WASHINGTON (AFP) — Republican John McCain lashed out Thursday at his Democratic White House rival Barack Obama for playing the "race card," but was accused in turn of stooping to character attacks.
The presidential race took another nasty lurch as McCain's campaign reacted furiously to claims from Obama -- who is bidding to be America's first black president -- that his opponents will go after his name and appearance.
"Barack Obama has played the race card, and he played it from the bottom of the deck. It's divisive, negative, shameful and wrong," said McCain's campaign manager Rick Davis in a statement.
Asked if Davis's criticism was fair, McCain told CNN: "I'm sorry to say that it is. It's legitimate.
"There's no place in this campaign for that. There's no place for it and we shouldn't be doing it," the Arizona senator said at a stop in Wisconsin.
In Missouri on Wednesday, Obama had said McCain's campaign was mounting personal attacks against him to divert attention from what he said was a dearth of solutions to America's problems.
"You know, 'he's not patriotic enough, he's got a funny name. You know, he doesn't look like all those other presidents on those dollar bills, you know, he's risky,'" Obama said, ridiculing supposed attacks against him.
In a statement Thursday, Obama campaign spokesman Bill Burton said the Democrat had not intended to suggest McCain was exploiting race as a means to undermine Obama's historic shot at the White House.
"This is a race about big challenges -- a slumping economy, a broken foreign policy, and an energy crisis for everyone but the oil companies," he said.
"Barack Obama in no way believes that the McCain campaign is using race as an issue, but he does believe they're using the same old low-road politics to distract voters from the real issues in this campaign."

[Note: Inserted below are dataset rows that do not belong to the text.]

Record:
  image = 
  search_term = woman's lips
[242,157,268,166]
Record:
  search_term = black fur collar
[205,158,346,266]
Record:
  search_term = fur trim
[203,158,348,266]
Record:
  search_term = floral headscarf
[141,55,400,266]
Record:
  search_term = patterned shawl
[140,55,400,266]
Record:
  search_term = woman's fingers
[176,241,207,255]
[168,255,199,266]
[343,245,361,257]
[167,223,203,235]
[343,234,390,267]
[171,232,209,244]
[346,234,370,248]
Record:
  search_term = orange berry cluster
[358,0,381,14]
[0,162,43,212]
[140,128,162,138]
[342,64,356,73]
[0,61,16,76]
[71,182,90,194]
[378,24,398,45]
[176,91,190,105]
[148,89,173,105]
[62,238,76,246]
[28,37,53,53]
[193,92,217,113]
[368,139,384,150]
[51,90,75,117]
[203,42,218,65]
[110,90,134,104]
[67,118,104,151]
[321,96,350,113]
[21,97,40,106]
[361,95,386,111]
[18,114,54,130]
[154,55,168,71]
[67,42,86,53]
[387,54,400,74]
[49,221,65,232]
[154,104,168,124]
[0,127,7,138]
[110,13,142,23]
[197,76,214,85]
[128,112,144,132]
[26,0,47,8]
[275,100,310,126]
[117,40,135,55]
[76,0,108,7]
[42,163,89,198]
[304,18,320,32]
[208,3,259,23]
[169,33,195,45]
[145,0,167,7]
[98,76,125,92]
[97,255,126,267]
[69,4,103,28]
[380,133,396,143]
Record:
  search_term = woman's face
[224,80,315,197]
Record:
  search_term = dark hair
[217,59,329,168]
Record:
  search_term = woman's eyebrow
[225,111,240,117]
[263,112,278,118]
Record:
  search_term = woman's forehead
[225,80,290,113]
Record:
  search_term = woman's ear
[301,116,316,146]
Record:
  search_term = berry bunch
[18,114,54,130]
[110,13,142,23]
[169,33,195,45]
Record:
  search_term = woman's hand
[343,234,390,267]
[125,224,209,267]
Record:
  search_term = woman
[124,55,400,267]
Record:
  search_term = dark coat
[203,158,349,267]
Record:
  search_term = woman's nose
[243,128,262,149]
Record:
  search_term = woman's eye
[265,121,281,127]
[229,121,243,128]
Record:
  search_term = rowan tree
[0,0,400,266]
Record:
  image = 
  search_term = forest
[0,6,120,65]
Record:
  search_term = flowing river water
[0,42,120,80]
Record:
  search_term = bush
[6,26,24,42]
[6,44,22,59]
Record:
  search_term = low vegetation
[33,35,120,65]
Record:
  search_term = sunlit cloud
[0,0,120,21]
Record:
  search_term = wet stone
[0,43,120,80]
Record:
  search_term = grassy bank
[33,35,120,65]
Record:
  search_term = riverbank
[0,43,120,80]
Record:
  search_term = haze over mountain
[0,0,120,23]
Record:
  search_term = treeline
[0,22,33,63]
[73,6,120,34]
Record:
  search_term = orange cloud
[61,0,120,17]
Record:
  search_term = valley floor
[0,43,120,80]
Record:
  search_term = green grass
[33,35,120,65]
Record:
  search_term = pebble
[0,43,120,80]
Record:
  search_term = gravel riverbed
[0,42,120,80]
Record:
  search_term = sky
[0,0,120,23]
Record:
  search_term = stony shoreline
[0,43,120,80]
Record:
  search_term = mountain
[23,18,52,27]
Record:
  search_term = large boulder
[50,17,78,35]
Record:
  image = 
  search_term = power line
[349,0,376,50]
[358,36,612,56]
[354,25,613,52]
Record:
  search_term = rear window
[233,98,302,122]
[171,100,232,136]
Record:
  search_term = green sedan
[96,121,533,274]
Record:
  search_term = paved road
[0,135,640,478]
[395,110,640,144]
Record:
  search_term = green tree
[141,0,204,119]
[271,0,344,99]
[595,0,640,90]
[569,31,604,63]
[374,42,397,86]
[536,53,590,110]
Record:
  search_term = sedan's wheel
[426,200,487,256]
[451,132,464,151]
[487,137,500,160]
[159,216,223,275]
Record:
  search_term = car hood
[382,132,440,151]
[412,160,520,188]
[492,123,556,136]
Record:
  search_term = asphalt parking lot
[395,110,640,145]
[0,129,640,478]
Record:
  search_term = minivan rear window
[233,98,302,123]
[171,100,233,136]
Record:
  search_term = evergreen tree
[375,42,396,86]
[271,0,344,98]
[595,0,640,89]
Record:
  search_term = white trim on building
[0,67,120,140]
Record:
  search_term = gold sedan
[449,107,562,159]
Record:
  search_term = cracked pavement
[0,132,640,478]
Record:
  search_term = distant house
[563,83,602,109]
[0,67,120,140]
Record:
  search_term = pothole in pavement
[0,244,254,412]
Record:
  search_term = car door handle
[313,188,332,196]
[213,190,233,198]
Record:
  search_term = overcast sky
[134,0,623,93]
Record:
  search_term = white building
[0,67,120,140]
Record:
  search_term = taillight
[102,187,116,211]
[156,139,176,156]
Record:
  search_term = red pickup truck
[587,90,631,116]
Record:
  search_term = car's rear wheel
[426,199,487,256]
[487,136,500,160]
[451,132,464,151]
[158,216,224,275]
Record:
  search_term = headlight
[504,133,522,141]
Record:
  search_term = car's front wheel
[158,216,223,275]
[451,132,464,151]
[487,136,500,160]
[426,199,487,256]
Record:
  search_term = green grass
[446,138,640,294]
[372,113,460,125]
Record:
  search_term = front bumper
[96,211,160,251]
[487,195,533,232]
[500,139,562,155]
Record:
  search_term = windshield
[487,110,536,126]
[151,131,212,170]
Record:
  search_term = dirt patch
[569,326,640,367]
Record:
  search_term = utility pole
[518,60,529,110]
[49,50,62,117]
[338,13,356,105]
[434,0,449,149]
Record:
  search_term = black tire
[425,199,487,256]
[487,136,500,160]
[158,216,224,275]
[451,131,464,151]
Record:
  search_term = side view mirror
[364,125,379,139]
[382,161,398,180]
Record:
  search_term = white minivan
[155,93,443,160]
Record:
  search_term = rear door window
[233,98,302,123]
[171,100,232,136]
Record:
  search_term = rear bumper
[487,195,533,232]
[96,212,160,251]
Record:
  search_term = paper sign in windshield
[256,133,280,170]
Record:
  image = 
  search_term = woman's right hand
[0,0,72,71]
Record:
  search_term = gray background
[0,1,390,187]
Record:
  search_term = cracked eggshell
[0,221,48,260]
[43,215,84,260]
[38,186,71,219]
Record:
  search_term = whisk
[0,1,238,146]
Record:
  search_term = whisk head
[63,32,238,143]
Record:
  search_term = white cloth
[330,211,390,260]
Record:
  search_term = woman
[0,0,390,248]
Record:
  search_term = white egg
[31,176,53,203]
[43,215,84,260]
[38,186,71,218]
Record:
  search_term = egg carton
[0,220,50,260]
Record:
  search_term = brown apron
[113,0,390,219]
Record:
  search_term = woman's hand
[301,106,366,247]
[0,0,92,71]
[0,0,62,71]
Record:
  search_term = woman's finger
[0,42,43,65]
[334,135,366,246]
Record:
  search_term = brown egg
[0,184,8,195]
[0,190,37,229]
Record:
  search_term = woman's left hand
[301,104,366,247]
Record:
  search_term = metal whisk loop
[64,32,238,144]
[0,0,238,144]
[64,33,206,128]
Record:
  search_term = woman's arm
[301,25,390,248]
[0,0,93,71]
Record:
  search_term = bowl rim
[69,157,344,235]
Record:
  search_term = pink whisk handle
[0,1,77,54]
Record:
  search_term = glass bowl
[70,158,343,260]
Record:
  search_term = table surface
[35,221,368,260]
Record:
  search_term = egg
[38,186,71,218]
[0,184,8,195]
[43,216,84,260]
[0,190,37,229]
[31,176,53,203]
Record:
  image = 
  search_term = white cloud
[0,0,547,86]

The spat was the latest exchange in an increasingly personal contest, and came a day after McCain's camp mocked Obama's celebrity by comparing him in a television ad to troubled pop culture icons Britney Spears and Paris Hilton.
The Obama campaign unveiled a new website dubbed "Low Road Express," playing off the name of McCain's "Straight Talk Express" bus, which it said would "fact-check" McCain's attacks.
"We think the tenor of his campaign is unlikely to change, that is what he is offering voters, increasingly harsh character attacks, personal attacks while people are out there struggling every day," said Obama's campaign manager David Plouffe.
"I think voters did expect different from John McCain, it is clear what they are going to be offering the American people over the next 96 days, selling voters short."
However, polls suggested that McCain was making some inroads in his drive to portray Obama as a liberal elitist who is only at home in the adulation of adoring crowds.
The latest Gallup daily tracking poll said a small bounce enjoyed by Obama since his much-hyped foreign tour last week had evaporated. It said Obama had 45 percent to McCain's 44, a statistical dead heat.
McCain meanwhile is gaining on the Illinois senator in the pivotal swing states of Florida, Ohio and Pennsylvania, according to new Quinnipiac University polls.
The Connecticut university said Obama had seemingly gained no traction from his tour of Afghanistan, Iraq, the Middle East and Europe, which was designed to flag his credentials to serve as commander-in-chief.
In a CNN/Opinion Research poll late Wednesday, 40 percent of respondents said McCain was attacking Obama unfairly. But 44 percent also felt the Democrat was acting as if he has already won November's election.
McCain campaign adviser Nicolle Wallace was unapologetic about the Spears-Hilton ad, which came after the Republican had said Obama would rather lose the war in Iraq than lose the election.
"If you came out here with us, you'd see that we have supportive crowds who really ask us about the issues," she told MSNBC television.
"They ask us about the economy. They want to talk about our plans for keeping the country safe. And that's the campaign we're running."